Studio album by Mr. Scruff
- Released: 7 June 1999
- Recorded: 1998–1999
- Genre: Electronica breakbeat; downtempo; trip hop; electro swing;
- Length: 65:02
- Label: Ninja Tune

Mr. Scruff chronology
| Mr. Scruff (1997) | Keep It Unreal (1999) | Heavyweight Rib Ticklers (2002) |

= Keep It Unreal =

Keep It Unreal is the second studio album by English disc jockey, Andrew Carthy, under the alias Mr. Scruff. It includes the hit single "Get a Move On!", which is an electro swing track built upon samples of Moondog's "Bird's Lament (In Memory of Charlie Parker)" alongside vocals from T-Bone Walker's "Hypin' Woman Blues." The album ends with "Fish", a track made up of samples about marine life, which is a motif of Mr. Scruff. Samples used in the track include the likes of David Attenborough and David Bellamy. It was re-released in 2009 as a 10th anniversary two disc set.

Professional ratings
Review scores
| Source | Rating |
| AllMusic | Star |
| NME | 7/10 |
| Q | Star |

==Track listing (original version)==
All tracks written by Andy Carthy (Except where noted)
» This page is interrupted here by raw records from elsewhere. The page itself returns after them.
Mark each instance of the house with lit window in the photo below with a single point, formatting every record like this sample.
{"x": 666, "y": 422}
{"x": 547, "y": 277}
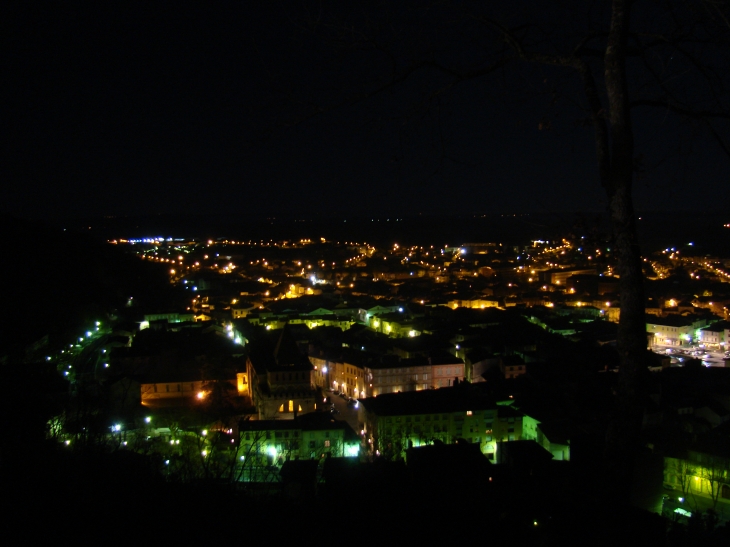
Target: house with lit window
{"x": 312, "y": 436}
{"x": 674, "y": 330}
{"x": 714, "y": 335}
{"x": 702, "y": 472}
{"x": 281, "y": 379}
{"x": 395, "y": 422}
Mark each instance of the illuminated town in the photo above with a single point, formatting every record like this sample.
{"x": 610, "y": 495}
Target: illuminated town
{"x": 289, "y": 366}
{"x": 366, "y": 272}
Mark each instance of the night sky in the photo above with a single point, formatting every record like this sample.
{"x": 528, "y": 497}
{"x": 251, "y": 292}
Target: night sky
{"x": 238, "y": 108}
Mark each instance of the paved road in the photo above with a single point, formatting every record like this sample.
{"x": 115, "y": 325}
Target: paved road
{"x": 345, "y": 412}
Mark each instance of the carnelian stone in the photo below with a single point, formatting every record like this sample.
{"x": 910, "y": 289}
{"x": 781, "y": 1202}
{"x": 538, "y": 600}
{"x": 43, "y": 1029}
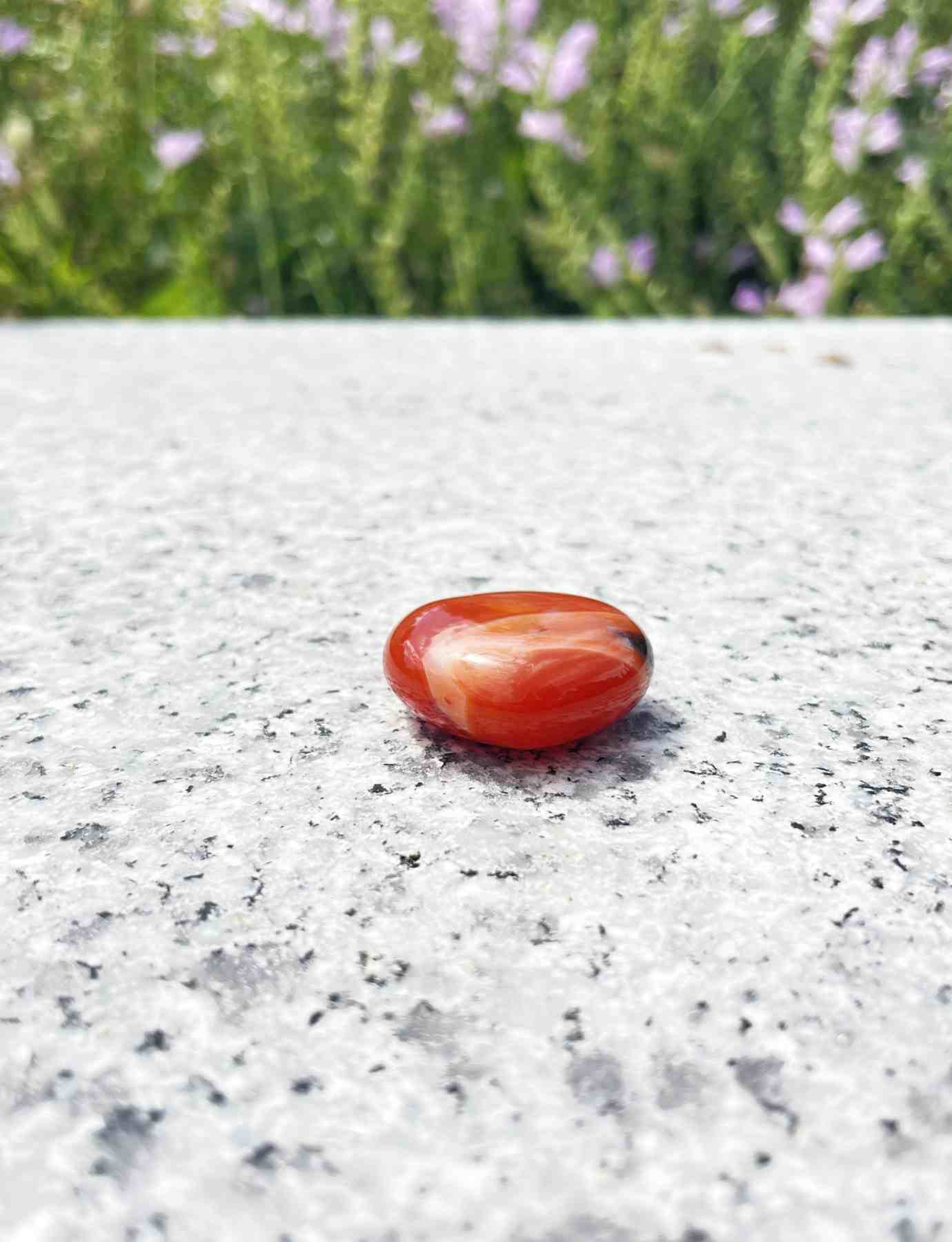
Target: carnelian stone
{"x": 519, "y": 669}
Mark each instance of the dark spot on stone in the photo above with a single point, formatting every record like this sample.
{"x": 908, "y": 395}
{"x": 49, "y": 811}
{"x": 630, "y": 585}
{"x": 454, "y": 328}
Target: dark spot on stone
{"x": 761, "y": 1077}
{"x": 265, "y": 1156}
{"x": 636, "y": 641}
{"x": 846, "y": 917}
{"x": 304, "y": 1086}
{"x": 596, "y": 1080}
{"x": 587, "y": 1229}
{"x": 155, "y": 1041}
{"x": 126, "y": 1132}
{"x": 90, "y": 834}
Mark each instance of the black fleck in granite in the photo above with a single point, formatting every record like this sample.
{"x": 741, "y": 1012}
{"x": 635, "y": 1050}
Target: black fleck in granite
{"x": 279, "y": 963}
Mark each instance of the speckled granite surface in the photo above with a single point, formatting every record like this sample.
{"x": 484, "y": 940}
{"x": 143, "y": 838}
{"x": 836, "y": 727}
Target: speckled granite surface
{"x": 279, "y": 964}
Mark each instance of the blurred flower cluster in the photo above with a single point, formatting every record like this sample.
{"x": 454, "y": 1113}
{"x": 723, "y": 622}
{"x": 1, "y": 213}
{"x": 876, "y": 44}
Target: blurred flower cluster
{"x": 476, "y": 157}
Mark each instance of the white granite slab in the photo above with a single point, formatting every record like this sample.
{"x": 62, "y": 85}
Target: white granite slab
{"x": 281, "y": 964}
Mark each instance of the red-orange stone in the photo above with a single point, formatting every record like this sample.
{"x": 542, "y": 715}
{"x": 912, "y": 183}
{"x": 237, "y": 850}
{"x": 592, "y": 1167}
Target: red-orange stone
{"x": 519, "y": 669}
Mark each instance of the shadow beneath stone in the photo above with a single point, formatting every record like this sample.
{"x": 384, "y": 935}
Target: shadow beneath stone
{"x": 632, "y": 749}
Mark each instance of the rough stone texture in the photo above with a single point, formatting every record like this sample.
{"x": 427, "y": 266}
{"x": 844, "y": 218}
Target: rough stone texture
{"x": 281, "y": 964}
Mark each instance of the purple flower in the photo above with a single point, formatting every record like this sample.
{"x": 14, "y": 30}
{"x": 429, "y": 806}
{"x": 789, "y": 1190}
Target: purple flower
{"x": 446, "y": 124}
{"x": 543, "y": 127}
{"x": 935, "y": 66}
{"x": 14, "y": 37}
{"x": 477, "y": 34}
{"x": 792, "y": 217}
{"x": 806, "y": 297}
{"x": 820, "y": 254}
{"x": 748, "y": 298}
{"x": 520, "y": 15}
{"x": 864, "y": 253}
{"x": 902, "y": 49}
{"x": 884, "y": 133}
{"x": 844, "y": 217}
{"x": 869, "y": 68}
{"x": 761, "y": 21}
{"x": 568, "y": 71}
{"x": 178, "y": 147}
{"x": 550, "y": 127}
{"x": 913, "y": 172}
{"x": 827, "y": 17}
{"x": 882, "y": 66}
{"x": 862, "y": 12}
{"x": 641, "y": 254}
{"x": 9, "y": 172}
{"x": 848, "y": 127}
{"x": 605, "y": 267}
{"x": 525, "y": 66}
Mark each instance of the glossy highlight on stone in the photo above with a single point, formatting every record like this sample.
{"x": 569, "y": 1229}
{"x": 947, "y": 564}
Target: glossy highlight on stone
{"x": 519, "y": 669}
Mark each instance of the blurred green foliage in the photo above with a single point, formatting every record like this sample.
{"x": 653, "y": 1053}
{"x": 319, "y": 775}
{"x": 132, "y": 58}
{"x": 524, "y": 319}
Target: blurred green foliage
{"x": 318, "y": 190}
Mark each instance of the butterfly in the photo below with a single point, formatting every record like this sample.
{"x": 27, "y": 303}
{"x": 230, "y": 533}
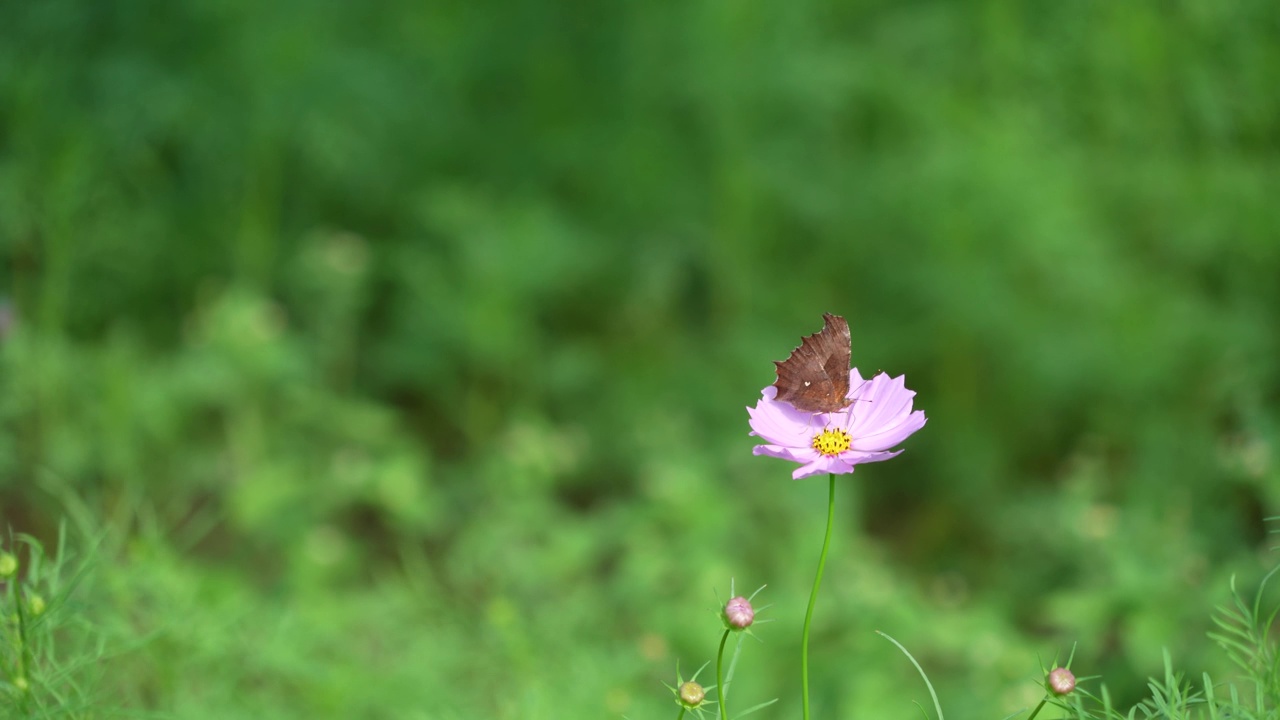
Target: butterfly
{"x": 816, "y": 377}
1. "Is He Ready..." (Mary Anne Hobbs intro) - 0:15
2. "Spandex Man" (featuring Clive Hunte on bass n effects) - 4:41
3. "Get a Move On!" (featuring Sneaky of Fingathing) - 7:36
4. "Midnight Feast" - 3:36
5. "Honeydew" (featuring Fi) (A Carthy / F Ball) - 6:35
6. "Cheeky" - 5:36
7. "So Long" - 4:14
8. "Chipmunk" - 5:08
9. "Do You Hear" - 4:49
10. "Shanty Town" - 3:47
11. "JusJus" (featuring Roots Manuva) (A Carthy / R Smith) - 4:06
12. "Blackpool Roll" - 4:51
13. "Travelogue" - 5:25
14. "Fish" - 4:23

==Track listing (10th anniversary edition)==
CD1
1. "Is He Ready..." (Mary Anne Hobbs intro)
2. "Spandex Man" (featuring Clive Hunte on bass n effects)
3. "Get a Move On" (featuring Sneaky of Fingathing)
4. "Midnight Feast"
5. "Honeydew" (featuring Fi)
6. "Cheeky"
7. "So Long"
8. "Chipmunk"
9. "Do You Hear"
10. "Shanty Town"
11. "JusJus" (featuring Roots Manuva)
12. "Blackpool Roll"
13. "Travelogue"
14. "Fish"

CD2
1. "Vibraphone Boogie"
2. "Eardrops"
3. "Trollmarch"
4. "Sky Blue"
5. "Snack"
6. "Baisis"
7. "Happy Band" (originally on the 'Fish/Chipmunk' E.P.)
8. "Ambiosound" (originally on the B side of the 1st issue of the 'Get A Move On' 12")
9. "JusJus Instrumental"
tracks 1–6 & 9 are previously unissued

==Certifications==

Certifications of Keep It Unreal
| Region | Certification | Certified units/sales |
| United Kingdom (BPI) | Gold | 100,000^{^} |
^{^} Shipments figures based on certification alone.